Song by Bob Marley and the Wailers

from the album Survival
- Recorded: 1979
- Genre: Reggae
- Length: 3:51
- Label: Island Records/Tuff Gong
- Songwriter: Bob Marley

= One Drop (Bob Marley and the Wailers song) =

"One Drop" is a 1979 Bob Marley song from the album Survival (1979) notable for exemplifying the one drop rhythm, one of the three main reggae drum rhythms, as performed by The Wailers' drummer Carlton Barrett.
The song uses Marley's most militantly Rastafarian lyrics. "In 'One Drop,' Marley asserts that he does not want 'devil philosophy', he wants the 'teachings of His Majesty.' In this sense Rastafari was not merely a religious faith, for Marley it was a political and philosophical worldview." The song was re-released on the compilation album Gold (2005).

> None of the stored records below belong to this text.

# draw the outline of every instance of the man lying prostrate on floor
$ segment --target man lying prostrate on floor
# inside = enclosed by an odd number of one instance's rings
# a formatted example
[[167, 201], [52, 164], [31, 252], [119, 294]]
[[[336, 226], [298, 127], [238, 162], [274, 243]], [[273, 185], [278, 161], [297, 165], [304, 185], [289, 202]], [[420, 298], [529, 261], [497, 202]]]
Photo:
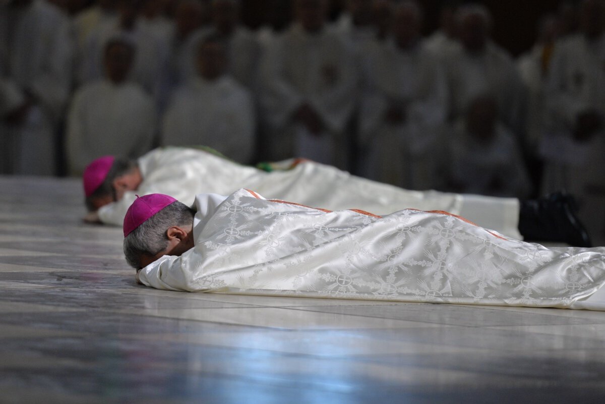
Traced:
[[158, 289], [431, 303], [592, 308], [605, 248], [547, 249], [444, 212], [381, 217], [200, 194], [197, 212], [162, 194], [124, 218], [124, 253]]
[[514, 198], [408, 191], [330, 166], [299, 161], [281, 162], [289, 169], [267, 172], [193, 148], [157, 149], [136, 161], [102, 157], [83, 175], [91, 212], [87, 220], [119, 226], [135, 194], [166, 194], [191, 204], [197, 194], [229, 195], [247, 187], [269, 198], [332, 210], [353, 206], [376, 214], [405, 208], [446, 210], [509, 237], [590, 246], [562, 196], [520, 203]]

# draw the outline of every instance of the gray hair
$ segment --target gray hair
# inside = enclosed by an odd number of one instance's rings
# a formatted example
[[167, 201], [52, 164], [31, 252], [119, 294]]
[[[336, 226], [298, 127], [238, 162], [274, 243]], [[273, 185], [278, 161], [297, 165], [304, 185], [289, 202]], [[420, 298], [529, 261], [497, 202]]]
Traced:
[[84, 199], [84, 203], [89, 212], [93, 212], [94, 209], [94, 201], [100, 198], [110, 196], [115, 198], [115, 190], [113, 187], [113, 181], [116, 178], [119, 178], [125, 174], [127, 174], [135, 168], [139, 166], [139, 164], [136, 160], [128, 160], [123, 157], [116, 157], [111, 165], [105, 179], [103, 180], [101, 184], [94, 190], [90, 196]]
[[195, 211], [176, 201], [160, 210], [124, 238], [124, 255], [128, 265], [140, 269], [141, 256], [154, 256], [166, 249], [166, 231], [173, 226], [193, 224]]

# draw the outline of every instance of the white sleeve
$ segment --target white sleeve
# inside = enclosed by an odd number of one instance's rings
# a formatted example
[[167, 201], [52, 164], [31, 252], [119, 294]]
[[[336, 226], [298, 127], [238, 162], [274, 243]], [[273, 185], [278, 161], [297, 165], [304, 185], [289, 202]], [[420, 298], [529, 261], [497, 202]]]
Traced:
[[181, 256], [165, 255], [139, 271], [139, 280], [156, 289], [191, 292], [189, 272], [193, 268], [188, 265], [191, 260], [185, 258], [192, 251], [189, 250]]

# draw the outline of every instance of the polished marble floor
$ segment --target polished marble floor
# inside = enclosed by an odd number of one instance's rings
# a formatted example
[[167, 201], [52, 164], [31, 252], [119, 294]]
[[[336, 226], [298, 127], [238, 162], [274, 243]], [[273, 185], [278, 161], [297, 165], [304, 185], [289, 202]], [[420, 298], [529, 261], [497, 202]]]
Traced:
[[79, 181], [0, 190], [3, 404], [605, 402], [605, 312], [155, 290]]

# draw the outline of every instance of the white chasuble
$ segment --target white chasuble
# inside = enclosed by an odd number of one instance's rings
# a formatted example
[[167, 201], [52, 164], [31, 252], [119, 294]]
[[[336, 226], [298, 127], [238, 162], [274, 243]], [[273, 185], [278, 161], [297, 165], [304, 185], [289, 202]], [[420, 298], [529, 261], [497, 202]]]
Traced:
[[385, 214], [402, 209], [447, 210], [489, 229], [520, 238], [518, 200], [437, 191], [414, 191], [352, 175], [309, 161], [284, 161], [289, 169], [266, 172], [195, 149], [166, 148], [139, 160], [143, 183], [117, 202], [102, 207], [104, 223], [122, 226], [128, 207], [142, 196], [160, 193], [191, 205], [195, 195], [229, 195], [246, 187], [269, 198], [339, 210], [359, 209]]
[[[204, 203], [208, 195], [197, 203]], [[445, 212], [378, 217], [240, 189], [197, 218], [195, 247], [143, 269], [159, 289], [431, 303], [584, 308], [605, 249], [506, 239]], [[605, 309], [602, 307], [592, 308]]]

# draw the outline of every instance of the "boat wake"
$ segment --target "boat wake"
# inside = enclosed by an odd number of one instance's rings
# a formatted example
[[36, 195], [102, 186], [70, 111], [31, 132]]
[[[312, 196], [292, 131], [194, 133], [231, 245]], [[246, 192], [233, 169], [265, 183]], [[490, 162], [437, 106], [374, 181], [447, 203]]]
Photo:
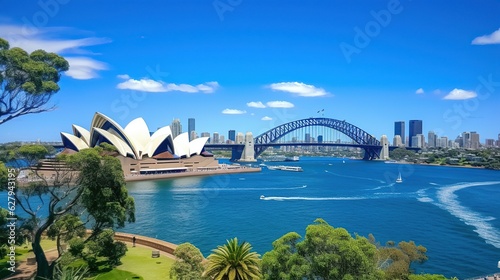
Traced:
[[500, 230], [489, 223], [490, 221], [495, 220], [495, 218], [483, 216], [468, 207], [462, 206], [458, 200], [458, 196], [455, 194], [456, 191], [462, 189], [489, 185], [500, 185], [500, 181], [460, 183], [440, 187], [436, 192], [437, 201], [427, 197], [425, 195], [425, 190], [420, 190], [417, 192], [419, 196], [418, 200], [422, 202], [434, 203], [440, 208], [448, 211], [451, 215], [459, 218], [465, 224], [473, 226], [475, 228], [474, 232], [476, 232], [479, 237], [484, 239], [486, 243], [500, 249]]
[[351, 178], [351, 179], [358, 179], [358, 180], [368, 180], [368, 181], [375, 181], [379, 183], [385, 183], [384, 180], [379, 180], [379, 179], [372, 179], [372, 178], [365, 178], [365, 177], [357, 177], [357, 176], [347, 176], [347, 175], [342, 175], [334, 172], [330, 172], [328, 170], [325, 170], [326, 173], [338, 176], [338, 177], [344, 177], [344, 178]]
[[285, 200], [365, 200], [372, 199], [372, 197], [365, 196], [347, 196], [347, 197], [303, 197], [303, 196], [261, 196], [262, 200], [276, 200], [276, 201], [285, 201]]
[[172, 192], [200, 192], [200, 191], [278, 191], [305, 189], [307, 185], [289, 188], [176, 188]]

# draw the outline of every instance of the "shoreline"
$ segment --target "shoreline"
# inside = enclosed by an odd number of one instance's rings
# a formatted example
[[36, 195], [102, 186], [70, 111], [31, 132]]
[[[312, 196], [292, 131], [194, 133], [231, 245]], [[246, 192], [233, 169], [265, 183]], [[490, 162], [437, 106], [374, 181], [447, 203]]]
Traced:
[[219, 168], [216, 170], [200, 170], [200, 171], [186, 171], [181, 173], [168, 173], [168, 174], [149, 174], [149, 175], [128, 175], [125, 176], [125, 182], [138, 182], [148, 180], [163, 180], [181, 177], [193, 176], [211, 176], [222, 174], [238, 174], [238, 173], [254, 173], [261, 172], [260, 167], [238, 167], [238, 168]]

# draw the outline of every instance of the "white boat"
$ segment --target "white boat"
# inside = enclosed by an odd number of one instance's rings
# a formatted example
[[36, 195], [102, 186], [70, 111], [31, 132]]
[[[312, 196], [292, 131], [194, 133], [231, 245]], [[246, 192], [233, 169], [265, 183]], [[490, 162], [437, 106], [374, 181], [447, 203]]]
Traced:
[[401, 178], [401, 172], [399, 172], [398, 178], [396, 179], [396, 183], [402, 183], [403, 178]]
[[302, 167], [300, 167], [300, 166], [268, 165], [267, 168], [269, 170], [282, 170], [282, 171], [294, 171], [294, 172], [304, 171], [304, 170], [302, 170]]

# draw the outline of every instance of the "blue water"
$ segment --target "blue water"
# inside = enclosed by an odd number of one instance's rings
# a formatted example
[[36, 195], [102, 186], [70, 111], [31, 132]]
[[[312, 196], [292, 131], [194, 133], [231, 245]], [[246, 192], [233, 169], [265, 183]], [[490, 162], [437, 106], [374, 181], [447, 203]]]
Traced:
[[[304, 172], [271, 171], [128, 183], [137, 222], [122, 231], [205, 256], [227, 239], [260, 254], [316, 218], [378, 241], [413, 240], [428, 249], [417, 272], [472, 277], [498, 271], [500, 172], [483, 169], [302, 158]], [[394, 183], [401, 172], [403, 183]], [[265, 199], [261, 200], [260, 196]]]
[[[120, 231], [190, 242], [205, 256], [238, 237], [264, 254], [285, 233], [303, 236], [323, 218], [381, 244], [425, 246], [429, 260], [417, 272], [462, 279], [500, 270], [500, 171], [335, 158], [290, 165], [304, 172], [128, 183], [137, 221]], [[399, 172], [404, 181], [396, 184]]]

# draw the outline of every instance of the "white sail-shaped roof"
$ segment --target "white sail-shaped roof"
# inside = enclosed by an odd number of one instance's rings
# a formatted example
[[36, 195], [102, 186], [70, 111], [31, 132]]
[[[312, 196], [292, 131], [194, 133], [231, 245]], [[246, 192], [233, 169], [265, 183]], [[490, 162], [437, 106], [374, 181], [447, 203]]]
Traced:
[[132, 142], [134, 150], [137, 155], [142, 155], [145, 152], [146, 146], [149, 143], [149, 128], [143, 118], [137, 118], [129, 124], [124, 129], [126, 136]]
[[85, 128], [74, 124], [73, 135], [85, 141], [87, 146], [90, 145], [90, 131], [86, 130]]
[[104, 138], [106, 138], [113, 146], [116, 147], [116, 149], [122, 156], [126, 157], [128, 155], [131, 155], [134, 158], [136, 158], [134, 151], [131, 149], [131, 147], [120, 137], [101, 128], [94, 127], [92, 128], [92, 130], [94, 131], [94, 133], [98, 133], [102, 135]]
[[134, 119], [122, 128], [114, 120], [99, 112], [95, 113], [90, 127], [88, 131], [73, 125], [73, 135], [62, 132], [61, 138], [65, 147], [79, 151], [106, 141], [114, 145], [122, 156], [134, 159], [153, 157], [166, 151], [179, 157], [190, 157], [201, 154], [208, 141], [208, 137], [201, 137], [189, 142], [187, 132], [173, 139], [169, 126], [162, 127], [150, 135], [148, 126], [142, 118]]
[[81, 138], [78, 138], [74, 135], [71, 135], [69, 133], [61, 132], [61, 138], [63, 140], [63, 144], [66, 146], [68, 143], [66, 141], [69, 141], [77, 151], [87, 149], [89, 146], [85, 141], [83, 141]]
[[203, 147], [205, 146], [205, 143], [207, 143], [207, 141], [208, 137], [200, 137], [189, 142], [189, 156], [192, 156], [194, 154], [201, 154]]
[[181, 133], [175, 137], [174, 153], [180, 157], [189, 156], [189, 135], [187, 132]]

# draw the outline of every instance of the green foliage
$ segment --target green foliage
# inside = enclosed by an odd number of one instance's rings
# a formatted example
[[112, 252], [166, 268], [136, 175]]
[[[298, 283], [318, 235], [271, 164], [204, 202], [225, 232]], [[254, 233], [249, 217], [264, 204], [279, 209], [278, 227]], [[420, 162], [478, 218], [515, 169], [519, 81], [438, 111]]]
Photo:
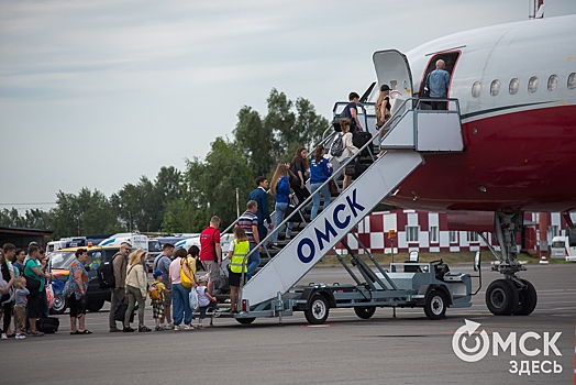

The name One Drop is also used by the Marley Beverage Company, partly associated with the family of Bob Marley, as the brand name for Marley "premium Jamaican coffee beverage made with real cane sugar and all-natural ingredients".

==Certifications==

Certifications for "One Drop"
| Region | Certification | Certified units/sales |
| New Zealand (RMNZ) | Platinum | 30,000^{‡} |
^{‡} Sales+streaming figures based on certification alone.